Farmers may pay the price of 2 Sisters factory scandal

Farmers face paying the price of bad practice in the supply chain unless processors up their game when it comes to food safety, a leading expert has warned.

Chris Elliott, who led the investigation into the 2013 horsemeat scandal, spoke out after undercover footage appeared to show workers at a 2 Sisters chicken factory in West Bromwich changing the kill dates on crates of poultry, and mixing batches of old and new stock.

The scandal has implications for farmers beyond the poultry sector because much of 2 Sisters’ chicken is sold under the Red Tractor logo – the farm assurance scheme and quality marque that appears on a range of other British farm produce.

See also: 2 Sisters accused of manipulating use-by dates

Prof Elliott said: “Farmers are jumping through as many hoops as they possibly can – and if they put a foot out of place, they get heavily penalised or suspended. Work on farms is being done to a very high standard – and processing has to go in exactly the same direction.”
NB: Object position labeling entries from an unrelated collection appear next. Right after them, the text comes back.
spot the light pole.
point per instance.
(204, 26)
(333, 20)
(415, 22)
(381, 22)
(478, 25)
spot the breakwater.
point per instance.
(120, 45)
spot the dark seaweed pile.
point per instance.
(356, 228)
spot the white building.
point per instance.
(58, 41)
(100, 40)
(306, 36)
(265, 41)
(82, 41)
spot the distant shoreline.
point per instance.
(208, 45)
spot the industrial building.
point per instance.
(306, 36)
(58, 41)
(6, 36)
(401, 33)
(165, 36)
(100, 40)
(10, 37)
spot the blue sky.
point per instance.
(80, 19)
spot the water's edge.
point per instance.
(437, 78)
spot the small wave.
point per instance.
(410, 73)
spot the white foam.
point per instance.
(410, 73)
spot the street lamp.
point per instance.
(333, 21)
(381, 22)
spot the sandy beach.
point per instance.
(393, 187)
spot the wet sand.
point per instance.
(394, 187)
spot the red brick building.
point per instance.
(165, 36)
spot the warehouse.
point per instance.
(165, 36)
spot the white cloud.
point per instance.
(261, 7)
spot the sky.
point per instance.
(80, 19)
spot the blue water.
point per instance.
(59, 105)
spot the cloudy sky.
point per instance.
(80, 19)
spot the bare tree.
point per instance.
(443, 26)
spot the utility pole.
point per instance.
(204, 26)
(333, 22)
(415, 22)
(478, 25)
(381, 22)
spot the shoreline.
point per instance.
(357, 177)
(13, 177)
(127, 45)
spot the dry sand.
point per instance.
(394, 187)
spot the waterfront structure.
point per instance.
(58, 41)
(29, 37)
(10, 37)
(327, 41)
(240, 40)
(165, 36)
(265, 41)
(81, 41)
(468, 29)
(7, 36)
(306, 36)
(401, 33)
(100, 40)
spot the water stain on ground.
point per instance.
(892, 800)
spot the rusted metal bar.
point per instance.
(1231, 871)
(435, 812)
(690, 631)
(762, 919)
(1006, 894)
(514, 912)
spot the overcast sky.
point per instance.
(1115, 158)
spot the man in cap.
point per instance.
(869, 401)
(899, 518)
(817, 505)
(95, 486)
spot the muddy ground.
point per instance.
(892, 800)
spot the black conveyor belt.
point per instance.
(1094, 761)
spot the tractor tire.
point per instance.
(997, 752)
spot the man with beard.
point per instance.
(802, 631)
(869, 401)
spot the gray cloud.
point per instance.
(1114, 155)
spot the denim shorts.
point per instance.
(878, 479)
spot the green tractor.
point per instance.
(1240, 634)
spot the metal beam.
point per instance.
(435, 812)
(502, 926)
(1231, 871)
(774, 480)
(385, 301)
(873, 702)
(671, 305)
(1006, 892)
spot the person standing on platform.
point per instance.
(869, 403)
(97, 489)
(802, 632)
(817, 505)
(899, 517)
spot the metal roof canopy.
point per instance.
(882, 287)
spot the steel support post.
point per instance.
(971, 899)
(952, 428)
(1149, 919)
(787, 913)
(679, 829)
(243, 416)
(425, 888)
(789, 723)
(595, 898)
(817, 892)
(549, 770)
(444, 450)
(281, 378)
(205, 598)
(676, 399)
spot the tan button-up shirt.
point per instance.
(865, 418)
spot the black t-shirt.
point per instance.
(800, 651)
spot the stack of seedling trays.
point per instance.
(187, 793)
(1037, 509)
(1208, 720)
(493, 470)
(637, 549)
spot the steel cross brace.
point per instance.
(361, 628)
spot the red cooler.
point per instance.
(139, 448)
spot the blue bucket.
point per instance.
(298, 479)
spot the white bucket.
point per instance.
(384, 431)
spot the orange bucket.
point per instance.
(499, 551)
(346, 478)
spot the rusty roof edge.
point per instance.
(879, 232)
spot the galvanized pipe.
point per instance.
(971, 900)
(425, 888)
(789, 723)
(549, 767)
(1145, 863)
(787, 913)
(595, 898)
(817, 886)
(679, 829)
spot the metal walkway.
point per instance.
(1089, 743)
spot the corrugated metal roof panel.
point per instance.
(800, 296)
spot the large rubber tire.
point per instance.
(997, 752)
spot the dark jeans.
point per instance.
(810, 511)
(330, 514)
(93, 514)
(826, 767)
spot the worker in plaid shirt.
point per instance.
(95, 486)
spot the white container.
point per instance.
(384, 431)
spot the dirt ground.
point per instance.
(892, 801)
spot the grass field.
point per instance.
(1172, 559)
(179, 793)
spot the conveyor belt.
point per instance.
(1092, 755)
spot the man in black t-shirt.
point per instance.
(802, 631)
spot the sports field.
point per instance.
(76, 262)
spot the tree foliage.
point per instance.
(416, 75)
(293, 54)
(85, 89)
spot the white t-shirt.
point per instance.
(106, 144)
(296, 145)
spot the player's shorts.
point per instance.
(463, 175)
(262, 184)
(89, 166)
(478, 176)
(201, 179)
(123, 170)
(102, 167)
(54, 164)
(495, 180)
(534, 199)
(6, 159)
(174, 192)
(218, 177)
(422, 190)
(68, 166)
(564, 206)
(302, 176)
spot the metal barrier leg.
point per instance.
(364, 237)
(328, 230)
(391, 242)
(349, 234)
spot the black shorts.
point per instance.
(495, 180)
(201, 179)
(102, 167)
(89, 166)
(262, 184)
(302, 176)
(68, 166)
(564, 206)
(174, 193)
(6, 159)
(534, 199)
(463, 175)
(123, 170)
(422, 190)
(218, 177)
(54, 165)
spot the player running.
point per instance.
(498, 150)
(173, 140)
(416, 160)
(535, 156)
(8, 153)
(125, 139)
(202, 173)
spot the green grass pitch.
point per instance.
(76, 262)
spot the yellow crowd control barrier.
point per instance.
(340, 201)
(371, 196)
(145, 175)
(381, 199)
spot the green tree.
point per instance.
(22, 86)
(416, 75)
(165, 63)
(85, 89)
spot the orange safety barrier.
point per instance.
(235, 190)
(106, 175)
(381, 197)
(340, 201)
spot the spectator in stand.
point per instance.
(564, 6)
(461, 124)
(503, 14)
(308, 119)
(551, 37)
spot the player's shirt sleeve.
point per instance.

Most farmers and many good companies had fantastic food hygiene and high food safety standards, Prof Elliott told Farmers Weekly. But the risk was that they could pay the penalty of other firms’ bad practice through no fault of their own.

He added: “The risk is they get tarred with the same brush. What happens is people stop eating chicken. It starts to lose the power of what that symbol is – it just becomes another logo on another package. It will lose its value and its credibility.”

Prof Elliot’s comments echoed those of Manchester University’s European food crime research group, which said the latest footage – revealed in an undercover investigation by the Guardian newspaper and ITV – was the latest in a long line of such incidents in the food supply chain.

Previous research by the group had concluded that “the structure of, and operating cultures within, the food market are such that unethical practices are embedded in routine, daily food processing, production and distribution systems and procedures”.

Isolated incidents

The comments contrast with those made by 2 Sisters Food Group, supported by the Food Standards Agency and the British Poultry Council, which insist that the footage is far from representative of factory procedures.

2 Sisters said it was “shocked and distressed” by the allegations and footage – which also seemed to show employees picking chicken up off the floor and putting it back on the conveyor belts.

“Our internal investigation has shown some isolated instances of non-compliance with our own quality management systems,” said a spokesman. “We have therefore decided to temporarily suspend operations at the site to allow us the time to retrain all colleagues in all food safety and quality management systems.”

A number of leading supermarkets immediately cancelled orders from the factory in question, including Tesco, Sainsbury’s, the Co-op, Marks & Spencer, Lidl and Aldi.

A 2 Sisters spokesman insisted that there was enough spare capacity at the company’s other sites to ensure the supply of chicken to retailers could continue unabated. The company has also revealed that the incident is costing it up to £500,000 a week.

Dismay

NFU poultry board chairman Duncan Priestner expressed his dismay. “As farmers we produce food with integrity and we expect this to extend right through the supply chain to the supermarket shelves,” he said.

“British farms produce food to some of the highest standards in the world and it’s absolutely vital that these are continued beyond the farm gate. I hope the public will continue to back British farming.”

Quality assurance body Red Tractor has also suspended the 2 Sisters West Bromwich site from its scheme, pending the outcome of its own independent inquiries.

About 2 Sisters

2 Sisters Food Group is the UK’s leading supplier of poultrymeat, processing some 6 million birds a week, equivalent to about a third of total UK production.

The company’s largest site is at Scunthorpe, Lincolnshire, which processes about 2.4 million birds a week, followed by Willand, Devon, and Flixton, Norfolk, with about 1 million birds a week each.

The West Bromwich site, which opened in 2005 with more than £40m-worth of investment, is a cutting/packing plant, and processes the specialist Oakham range for Marks & Spencer.

2 Sisters was last implicated in a series of hygiene breaches – including chicken being picked up off the floor and returned to the production line – following Guardian investigations at the Llangefni and Scunthorpe plants in 2014. An FSA investigation then concluded that the company had breached regulations, but corrective action had been taken.